I have installed CentOS 6.2 minimal install on both of them and installed the openssh-clients package to allow me to use scp.

Each guest has 512 MB of RAM, a single NIC (dynamically configured (lease time is 36 hours)) and a 8 GB hard drive.

Generally, speaking I ran three instances of the tests, unless there was a great disparity between the results, in which case I ran extra tests (normally two but sometimes three) and discarded the top and bottom results.

Generally speaking, the results of the guest running off the pmsApp were considerably less stable.

Reboot Time :  This measures the time taken from typing init 6 and pressing enter to the logon screen appearing. I found this test to be more reliable that pressing reset on the vsphere client or even using powercli.

PMSControl    PMSTEST (RAID1)
34.66 s           30.44 s
33.02 s           27.75 s
34.07 s           28.63 s

This was a clear win for the pmsApp.

The remaining tests are file copying tests. The source and destination server (depending on the test)  was a third blade server running RHEL 6.0. In theory traffic bound for another blade never leaves the enclosure, but I’m not so sure. I ran these tests out of hours so there would have been very little traffic, if any, on the network. I did repeat some tests during the working day for good measure and results were comparable.

SCP Write –  Copy File VMware ESXi 5.0 iso (297 MB) from blade server to Guest

PMSControl    PMSTEST (RAID1)
24.675 s          45.195 s
30.980 s          45.197 s
28.505 s          56.486 s

The pmsApp is clearly slower.

SCP Read –  Copy File VMware ESXi 5.0 iso (297 MB) from Guest to blade server.

PMSControl    PMSTEST (RAID1)
7.764 s           7.762 s
8.211 s            7.711 s
7.674 s           8.017 s

Reading is a tie.

SCP Write – Copy Directory containing multiple files (total size 203 MB) from blade server to guest. There is an 87 MB file and a 16 MB file, but the rest are sub 1 MB files.

PMSControl    PMSTEST (RAID1)
12.717 s         20.572 s
13.092 s         18.772 s
11.752 s          23.380 s

Another writing test and the pmsApp is slower again.

SCP Read – Copy Directory containing multiple files (total size 203 MB) from guest to blade server. There is an 87 MB file and a 16 MB file, but the rest are sub 1 MB files.

PMSControl    PMSTEST (RAID1)
11.531 s          11.623 s
10.972 s          11.082 s
11.294 s          11.245 s

Both the pmsApp and the direct guest are faster copying multiple small files than one big one, which is odd as I would’ve expected one big file to be quicker, but the results are consistent on both guests so I’m not too worried. I’d be happy to hear an explanation though.

A very small set of tests has shown that reading performance is comparable to hosting a guest directly on a disk. Unfortunately, write performance does suffer quite a bit, it’s ~ 40% slower and not very consistent.

In my next post I intend to use filebench to carry out some more tests using a more standardized approach.

Failover testing

A friend of the pmsApp project – A.Z. has done some failover testing.
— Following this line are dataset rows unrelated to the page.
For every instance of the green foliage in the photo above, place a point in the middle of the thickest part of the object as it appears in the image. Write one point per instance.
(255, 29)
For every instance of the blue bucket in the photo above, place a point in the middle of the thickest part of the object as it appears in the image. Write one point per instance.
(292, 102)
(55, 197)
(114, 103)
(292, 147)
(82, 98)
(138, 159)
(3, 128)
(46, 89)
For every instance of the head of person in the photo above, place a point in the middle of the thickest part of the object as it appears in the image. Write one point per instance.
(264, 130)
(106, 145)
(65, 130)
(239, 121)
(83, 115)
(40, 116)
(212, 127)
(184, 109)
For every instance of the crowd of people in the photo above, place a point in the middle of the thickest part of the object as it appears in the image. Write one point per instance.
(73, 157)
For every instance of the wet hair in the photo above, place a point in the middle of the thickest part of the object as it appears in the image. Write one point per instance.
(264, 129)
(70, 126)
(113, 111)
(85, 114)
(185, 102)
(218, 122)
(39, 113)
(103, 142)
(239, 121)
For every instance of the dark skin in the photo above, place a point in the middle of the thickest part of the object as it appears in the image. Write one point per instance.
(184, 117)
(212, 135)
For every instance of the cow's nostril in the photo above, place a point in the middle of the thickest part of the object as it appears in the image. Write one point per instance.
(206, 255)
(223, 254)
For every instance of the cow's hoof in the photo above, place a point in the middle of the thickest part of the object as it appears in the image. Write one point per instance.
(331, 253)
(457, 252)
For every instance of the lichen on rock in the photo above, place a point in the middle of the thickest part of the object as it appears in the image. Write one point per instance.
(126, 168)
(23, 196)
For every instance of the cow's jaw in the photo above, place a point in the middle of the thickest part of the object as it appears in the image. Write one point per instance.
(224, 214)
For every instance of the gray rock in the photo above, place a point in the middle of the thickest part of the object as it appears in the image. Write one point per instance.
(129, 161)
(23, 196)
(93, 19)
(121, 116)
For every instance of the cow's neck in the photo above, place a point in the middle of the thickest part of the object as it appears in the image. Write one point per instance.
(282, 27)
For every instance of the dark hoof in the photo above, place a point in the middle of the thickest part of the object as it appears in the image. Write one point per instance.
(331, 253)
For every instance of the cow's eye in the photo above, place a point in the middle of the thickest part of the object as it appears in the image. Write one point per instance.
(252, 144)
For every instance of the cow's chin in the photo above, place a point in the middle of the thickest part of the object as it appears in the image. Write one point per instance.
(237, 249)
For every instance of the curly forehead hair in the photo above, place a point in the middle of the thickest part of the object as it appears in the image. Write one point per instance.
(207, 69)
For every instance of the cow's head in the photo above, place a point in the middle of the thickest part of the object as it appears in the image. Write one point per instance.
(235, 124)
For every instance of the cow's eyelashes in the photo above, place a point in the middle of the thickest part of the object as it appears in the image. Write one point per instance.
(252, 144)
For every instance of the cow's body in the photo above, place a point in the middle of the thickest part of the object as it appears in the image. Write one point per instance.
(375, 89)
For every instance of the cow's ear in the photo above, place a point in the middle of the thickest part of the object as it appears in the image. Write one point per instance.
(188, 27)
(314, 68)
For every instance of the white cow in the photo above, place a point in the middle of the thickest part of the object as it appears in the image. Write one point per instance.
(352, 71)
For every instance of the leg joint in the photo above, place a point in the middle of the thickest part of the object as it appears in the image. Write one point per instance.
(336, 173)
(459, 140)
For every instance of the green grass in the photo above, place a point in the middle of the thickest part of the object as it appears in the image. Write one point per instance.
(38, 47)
This is what he has found.

As long as there is no I/O taking place while the cluster is failing over, all is ok. If there is I/O then the results are mixed.

  • SCP stopped and would not restart
  • A script I wrote (writing the current date to a file every second) is unable to write to the file, but when the cluster comes back up, it continues on its merry way.

The problem seems to be that an ongoing session is not moved from the failed node to the node that takes over. A new session needs to be established. I am looking in to the possibility of having the sessions transferred from the failing node to the new active node. So far all I have found, is an article on how to create a failover nfs cluster. This is however with drbd, but that should not matter much.

A big thank you to A.Z. for testing the pmsApp. Looking forward to your performance tests.